DALLA GENETICA ALLA RETE INTERNAZIONALE
“Nel nostro ospedale seguiamo da anni diverse dozzine di pazienti con un approccio tipicamente multidisciplinare”, ha spiegato Bruno Dallapiccola, Direttore Scientifico emerito dell’Ospedale Bambino Gesù durante l'evento di presentazione svoltosi a fine febbraio scorso (clicca qui per guardare il video) – e abbiamo sviluppato negli anni una serie di progetti di ricerca che hanno esitato nella prima descrizione al mondo del fenotipo dei neonati, nella prima delineazione dell’associazione della malattia genetica con la cardiopatia e nella descrizione del profilo neurologico dei pazienti. Abbiamo inoltre scoperto il secondo gene che causa la sindrome, KDM6A. Un gene minoritario come frequenza ma fondamentale, perché insieme al gene MLL2 (KMT2D) causa il 75% dei casi noti. La sindrome di Kabuki colpisce un bambino ogni 32.000 nati, ma con tutta probabilità si tratta di una patologia ampiamente sottodiagnosticata. Grazie alla collaborazione con l’associazione Filo Raro Aps, che svolge un ruolo fondamentale, abbiamo ora avviato un percorso dedicato alle famiglie Kabuki, che serve a facilitare la diagnosi e la presa in carico dei bambini e dei ragazzi, andando così incontro alle esigenze dell’intero nucleo familiare.”
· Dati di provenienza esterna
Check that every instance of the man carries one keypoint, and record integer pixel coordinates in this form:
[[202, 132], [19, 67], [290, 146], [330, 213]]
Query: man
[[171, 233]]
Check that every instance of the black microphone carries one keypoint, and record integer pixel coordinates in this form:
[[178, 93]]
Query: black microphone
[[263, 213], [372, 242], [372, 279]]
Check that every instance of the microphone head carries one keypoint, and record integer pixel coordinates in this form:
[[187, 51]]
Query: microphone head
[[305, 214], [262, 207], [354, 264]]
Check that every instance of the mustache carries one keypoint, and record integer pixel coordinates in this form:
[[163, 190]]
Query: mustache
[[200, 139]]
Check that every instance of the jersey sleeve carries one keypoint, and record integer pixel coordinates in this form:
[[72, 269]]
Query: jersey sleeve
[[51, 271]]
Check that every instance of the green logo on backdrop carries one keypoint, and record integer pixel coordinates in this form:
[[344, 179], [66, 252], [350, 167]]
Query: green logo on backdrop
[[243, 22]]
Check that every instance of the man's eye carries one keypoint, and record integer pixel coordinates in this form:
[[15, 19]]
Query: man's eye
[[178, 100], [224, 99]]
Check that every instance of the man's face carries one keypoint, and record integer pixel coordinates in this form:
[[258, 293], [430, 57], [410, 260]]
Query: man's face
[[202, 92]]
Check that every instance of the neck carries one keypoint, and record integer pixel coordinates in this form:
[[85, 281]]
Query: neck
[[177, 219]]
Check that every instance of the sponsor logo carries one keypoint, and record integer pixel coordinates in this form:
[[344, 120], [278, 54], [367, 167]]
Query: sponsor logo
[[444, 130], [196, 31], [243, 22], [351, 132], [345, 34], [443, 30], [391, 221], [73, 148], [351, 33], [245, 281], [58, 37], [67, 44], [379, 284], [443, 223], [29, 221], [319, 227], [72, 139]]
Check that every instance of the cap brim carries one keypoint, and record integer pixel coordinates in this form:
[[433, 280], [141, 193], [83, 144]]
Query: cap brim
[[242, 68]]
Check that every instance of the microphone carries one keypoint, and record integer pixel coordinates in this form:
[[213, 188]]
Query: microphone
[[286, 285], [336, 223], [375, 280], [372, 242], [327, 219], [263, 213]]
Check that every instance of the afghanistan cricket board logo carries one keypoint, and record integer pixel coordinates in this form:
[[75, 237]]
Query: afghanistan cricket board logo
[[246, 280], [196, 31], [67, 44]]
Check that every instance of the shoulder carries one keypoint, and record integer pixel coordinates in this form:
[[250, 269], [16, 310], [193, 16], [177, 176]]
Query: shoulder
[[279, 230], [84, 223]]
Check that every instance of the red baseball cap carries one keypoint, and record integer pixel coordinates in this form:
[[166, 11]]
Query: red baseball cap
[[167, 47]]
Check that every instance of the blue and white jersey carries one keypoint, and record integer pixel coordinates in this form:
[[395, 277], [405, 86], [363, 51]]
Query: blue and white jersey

Il nuovo percorso rappresenta il primo passo per la creazione di una rete tra centri italiani esperti in assistenza, diagnosi e ricerca nei pazienti affetti da questa condizione. L’iniziativa è nata dall’idea di Matteo Redenti, papà di una paziente seguita per alcune problematiche dal Bambino Gesù, e sarà svolta in stretta collaborazione con il gruppo di ricerca del professor Merla, dell’Università Federico II e dell’IRCCS Casa Sollievo della Sofferenza di San Giovanni Rotondo, che da diversi anni studia le basi molecolari della sindrome di Kabuki. “Il progetto a regime – conclude Dallapiccola – prevede la creazione di una rete nazionale di centri, che armonizzeranno i protocolli di presa in carico con un approccio multispecialistico, garantendo uguali opportunità su tutto il territorio alle persone affette, la creazione di una biobanca e di un sito web dedicato”.
L’ASSOCIAZIONE FILO RARO APS
L’associazione Filo Raro, presieduta da Matteo Redenti, si è posta come obiettivi la creazione di un coordinamento pediatrico europeo clinico, terapeutico, valutativo e informativo e il sostegno allo sviluppo di un centro di supporto per i giovani adulti con sindrome di Kabuki, che possa essere di aiuto anche alle famiglie. Inoltre l’associazione opera per raccogliere fondi finalizzati a sostenere la ricerca scientifica sulla sindrome Kabuki. Per saperne di più sull’associazione Filo Raro leggi l’intervista al presidente Redenti.
In Italia è attiva anche l’Associazione Italiana Sindrome Kabuki.